GCP Virtual Machines (VMs)#

A Cloud VM is a scalable, on-demand virtual machine hosted in the cloud. It functions like a physical computer, providing compute power, memory, storage, and network connectivity. Cloud VMs are versatile and can be used for a variety of tasks, from running applications and hosting websites to managing databases and performing intensive data processing.

In summary, VMs offer flexible compute instances to run custom ML experiments, manage pipelines, or host applications.

Why Use Cloud VMs?#

Ideal for workloads requiring full control over the environment, OS, and configurations.
Provides isolated environments for training ML models.
Supports GPU/TPU acceleration for deep learning tasks.
Can host containerized ML workflows using Docker.

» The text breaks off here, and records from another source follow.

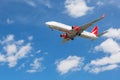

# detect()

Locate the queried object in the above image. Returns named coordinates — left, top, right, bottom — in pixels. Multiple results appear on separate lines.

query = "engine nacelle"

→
left=72, top=26, right=80, bottom=31
left=60, top=34, right=67, bottom=39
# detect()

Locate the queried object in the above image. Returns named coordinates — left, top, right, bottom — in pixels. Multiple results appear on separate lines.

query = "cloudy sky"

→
left=0, top=0, right=120, bottom=80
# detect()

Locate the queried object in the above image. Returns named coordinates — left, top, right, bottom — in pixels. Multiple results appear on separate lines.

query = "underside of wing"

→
left=62, top=39, right=70, bottom=44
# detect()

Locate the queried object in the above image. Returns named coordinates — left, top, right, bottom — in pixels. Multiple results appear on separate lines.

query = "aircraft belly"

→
left=52, top=25, right=72, bottom=32
left=80, top=31, right=97, bottom=40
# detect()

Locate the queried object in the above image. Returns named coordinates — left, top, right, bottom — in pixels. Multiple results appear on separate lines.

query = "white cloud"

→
left=25, top=0, right=52, bottom=8
left=4, top=44, right=17, bottom=56
left=95, top=38, right=120, bottom=54
left=96, top=1, right=104, bottom=6
left=0, top=34, right=32, bottom=67
left=27, top=57, right=44, bottom=73
left=84, top=29, right=120, bottom=73
left=6, top=18, right=14, bottom=24
left=56, top=56, right=84, bottom=74
left=65, top=0, right=94, bottom=18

Setting Up and Using GCP VMs#

Ensure that you have completed How to Use GCP before starting this process.

Creating a GPU-Enabled VM for Model Training#

gcloud compute instances create $INSTANCE_NAME \
    --zone=$ZONE \
    --image-family=$IMAGE_FAMILY \
    --image-project=deeplearning-platform-release \
    --maintenance-policy=TERMINATE \
    --accelerator="type=nvidia-tesla-v100,count=1" \
    --metadata="install-nvidia-driver=True"

Parameters:

--image-family must be one of the GPU-specific image types. For more information, see Choosing an Image.
--image-project must be deeplearning-platform-release.
--maintenance-policy must be TERMINATE. For more information, see GPU Restrictions.
--accelerator specifies the GPU type to use. Must be specified in the format --accelerator="type=TYPE,count=COUNT". Supported values of TYPE are:
- nvidia-tesla-v100, (count=1 or 8)
- nvidia-tesla-p100, (count=1, 2, or 4)
- nvidia-tesla-p4, (count=1, 2, or 4)